Ok, friends. I’m super torn. I’ve been in such a funk this week. Like read-6-books-hiding-from-the-world kind of funk this week. I think it was part birthday (getting old makes us all a little more pensive) and part this book. To be fair, 4 of the 6 books were this series, so maybe that only counts as 3 books? I digress, it doesn’t really matter…
To start, I’ll be posting my reviews over the next few days, so be ready for a LOT of book reviews. I think now I just have to get it all on paper to complete the “feel better” portion of my phase. So:
The Girl on the Half Shell – I seriously think none of the titles in this series make any sense. None. The first book in the series introduces us to our main players: Chrissie Parker and her best friend Rene make trouble in Santa Barbara, meeting wannabe rocker Neil Stanton, and later actual rocker Alan Manzone in NY while on Spring Break.

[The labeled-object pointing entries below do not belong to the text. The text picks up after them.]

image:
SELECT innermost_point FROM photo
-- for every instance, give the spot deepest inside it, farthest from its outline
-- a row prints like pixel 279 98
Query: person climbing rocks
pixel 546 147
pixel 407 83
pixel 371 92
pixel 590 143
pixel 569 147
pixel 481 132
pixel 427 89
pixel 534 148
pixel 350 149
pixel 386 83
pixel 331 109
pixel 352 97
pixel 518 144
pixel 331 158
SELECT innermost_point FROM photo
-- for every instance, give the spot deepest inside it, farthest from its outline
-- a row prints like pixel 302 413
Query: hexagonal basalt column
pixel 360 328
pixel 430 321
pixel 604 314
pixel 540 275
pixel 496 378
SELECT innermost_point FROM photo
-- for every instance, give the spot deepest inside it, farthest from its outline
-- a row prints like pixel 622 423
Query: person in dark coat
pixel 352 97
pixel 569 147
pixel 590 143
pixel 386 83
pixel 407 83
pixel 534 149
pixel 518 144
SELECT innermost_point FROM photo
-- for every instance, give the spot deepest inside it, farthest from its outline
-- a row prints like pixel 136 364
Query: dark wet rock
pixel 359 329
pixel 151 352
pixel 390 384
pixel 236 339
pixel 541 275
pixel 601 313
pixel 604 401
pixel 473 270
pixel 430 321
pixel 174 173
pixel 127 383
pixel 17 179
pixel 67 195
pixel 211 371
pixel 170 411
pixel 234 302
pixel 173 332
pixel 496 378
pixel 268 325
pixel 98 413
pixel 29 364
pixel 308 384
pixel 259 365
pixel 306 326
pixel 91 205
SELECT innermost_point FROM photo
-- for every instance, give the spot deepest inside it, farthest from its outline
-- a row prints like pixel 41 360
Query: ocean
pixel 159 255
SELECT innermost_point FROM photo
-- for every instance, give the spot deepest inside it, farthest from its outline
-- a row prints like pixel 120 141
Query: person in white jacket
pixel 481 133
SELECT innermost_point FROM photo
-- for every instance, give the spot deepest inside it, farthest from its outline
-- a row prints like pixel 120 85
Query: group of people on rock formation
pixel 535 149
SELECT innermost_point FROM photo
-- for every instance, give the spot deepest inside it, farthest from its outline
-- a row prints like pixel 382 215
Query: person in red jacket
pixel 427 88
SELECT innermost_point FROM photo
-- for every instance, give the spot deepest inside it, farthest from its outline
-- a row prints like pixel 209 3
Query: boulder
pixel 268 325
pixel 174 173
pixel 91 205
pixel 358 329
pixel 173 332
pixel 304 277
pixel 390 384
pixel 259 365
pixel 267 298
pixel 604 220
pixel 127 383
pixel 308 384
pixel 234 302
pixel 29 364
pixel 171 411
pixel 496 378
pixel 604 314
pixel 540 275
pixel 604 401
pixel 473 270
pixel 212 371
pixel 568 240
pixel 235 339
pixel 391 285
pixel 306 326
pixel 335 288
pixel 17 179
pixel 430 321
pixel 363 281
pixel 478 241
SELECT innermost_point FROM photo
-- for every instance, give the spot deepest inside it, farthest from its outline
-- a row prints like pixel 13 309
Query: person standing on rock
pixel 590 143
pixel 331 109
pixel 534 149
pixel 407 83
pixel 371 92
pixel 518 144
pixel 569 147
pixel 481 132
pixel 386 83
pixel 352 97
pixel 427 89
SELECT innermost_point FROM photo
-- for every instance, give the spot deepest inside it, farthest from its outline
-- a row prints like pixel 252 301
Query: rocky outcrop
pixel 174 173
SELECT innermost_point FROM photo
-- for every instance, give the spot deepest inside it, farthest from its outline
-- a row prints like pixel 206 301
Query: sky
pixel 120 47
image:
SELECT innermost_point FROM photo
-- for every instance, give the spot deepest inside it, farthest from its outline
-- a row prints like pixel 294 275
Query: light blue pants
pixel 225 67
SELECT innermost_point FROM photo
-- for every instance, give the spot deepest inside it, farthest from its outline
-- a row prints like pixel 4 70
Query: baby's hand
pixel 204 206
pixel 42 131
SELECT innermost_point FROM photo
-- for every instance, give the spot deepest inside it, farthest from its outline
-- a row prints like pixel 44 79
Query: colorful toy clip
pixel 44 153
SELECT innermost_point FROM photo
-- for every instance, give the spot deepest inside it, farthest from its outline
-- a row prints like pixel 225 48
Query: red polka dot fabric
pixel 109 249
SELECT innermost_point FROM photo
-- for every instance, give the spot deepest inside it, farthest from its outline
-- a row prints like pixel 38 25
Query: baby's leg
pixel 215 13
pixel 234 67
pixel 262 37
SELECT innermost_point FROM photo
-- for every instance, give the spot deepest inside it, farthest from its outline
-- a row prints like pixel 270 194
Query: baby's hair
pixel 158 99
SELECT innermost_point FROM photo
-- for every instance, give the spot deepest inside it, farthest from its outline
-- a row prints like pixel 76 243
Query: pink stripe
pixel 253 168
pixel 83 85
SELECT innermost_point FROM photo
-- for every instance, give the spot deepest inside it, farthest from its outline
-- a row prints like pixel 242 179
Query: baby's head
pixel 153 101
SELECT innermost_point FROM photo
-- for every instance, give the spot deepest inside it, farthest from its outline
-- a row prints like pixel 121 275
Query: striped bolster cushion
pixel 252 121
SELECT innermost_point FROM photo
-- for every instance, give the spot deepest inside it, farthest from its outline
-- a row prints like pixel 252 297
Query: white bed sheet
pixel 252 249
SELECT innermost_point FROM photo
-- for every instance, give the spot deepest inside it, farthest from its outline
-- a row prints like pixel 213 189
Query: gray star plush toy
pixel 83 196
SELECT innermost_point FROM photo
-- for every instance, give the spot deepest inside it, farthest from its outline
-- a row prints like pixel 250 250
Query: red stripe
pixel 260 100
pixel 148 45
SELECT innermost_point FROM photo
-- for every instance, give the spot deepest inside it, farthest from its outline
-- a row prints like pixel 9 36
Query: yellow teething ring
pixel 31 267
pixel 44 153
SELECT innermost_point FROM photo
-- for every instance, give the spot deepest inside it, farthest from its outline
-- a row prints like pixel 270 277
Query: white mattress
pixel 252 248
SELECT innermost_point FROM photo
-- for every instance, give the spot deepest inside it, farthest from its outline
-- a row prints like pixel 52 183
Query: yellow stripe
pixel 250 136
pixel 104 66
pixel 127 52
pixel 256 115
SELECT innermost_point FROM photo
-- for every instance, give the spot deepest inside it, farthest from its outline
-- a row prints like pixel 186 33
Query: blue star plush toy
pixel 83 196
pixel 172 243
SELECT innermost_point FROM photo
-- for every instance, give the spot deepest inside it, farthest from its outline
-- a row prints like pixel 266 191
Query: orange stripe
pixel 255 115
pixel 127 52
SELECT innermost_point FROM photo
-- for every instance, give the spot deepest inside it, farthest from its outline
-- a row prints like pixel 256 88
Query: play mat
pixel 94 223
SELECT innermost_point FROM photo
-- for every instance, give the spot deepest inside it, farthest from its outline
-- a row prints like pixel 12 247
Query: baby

- Rene is annoying. Everyone in the book questions why Chrissie is friends with her, and honestly I do as well. She’s pushy, obnoxious, and seemingly breaks girl code when it comes to guys. What’s up with that? If you’re going to make her a series bestie, give her a redeeming quality. Please.
- Chrissie is a rich girl. Ward tries to make her down to earth, but it doesn’t really work. She auditions at Julliard but tanks it on purpose because she doesn’t want to go, but doesn’t “know” how to say she doesn’t want to go. Waste of money on the trip out there and time/encouragement from family and friends. This is just one of the ways she exhibits spoiled behavior.
- The relationship with Alan Manzone is weird. Like controlling, drug fueled, Twilight-esque controlling weird. While I think the drinking and drugs are fair for rockers in the ’80s as the book is set, the relationship feels super unhealthy.
Ok, I feel like I just dumped all over the book, but I read all four of them in 2 days. Like called in sick, didn’t talk to my husband, two days, so clearly there was something about this book that was redeeming…
- Chrissie has stuff to work through. I think it seems perfectly plausible that after some of what she’s lived through, she’s screwed up. Which kind of supports the unhealthy Alan relationship she has over Spring Break.
- Minus falling for a rock star and having him feel the same way (which the book does provide a feasible answer to with her dad being a famous artist from the ’60s), the book seems super realistic. All 4 books feel like you’re just living someone’s life. There’s not some super dangerous stalker out to kill her or other nonsense. I think this is part of why the book hit me so hard. It seriously feels like living someone else’s life.
I honestly don’t know if I recommend the book. If you’re looking for a breezy contemporary romance (the reason I started it), this isn’t necessarily it. Yes, it’s like a much longer contemporary romance with conflict and sex, but it feels a little too heavy to be light reading like one would expect with that type of book. Overall the series left me pensive, so there’s that going for it.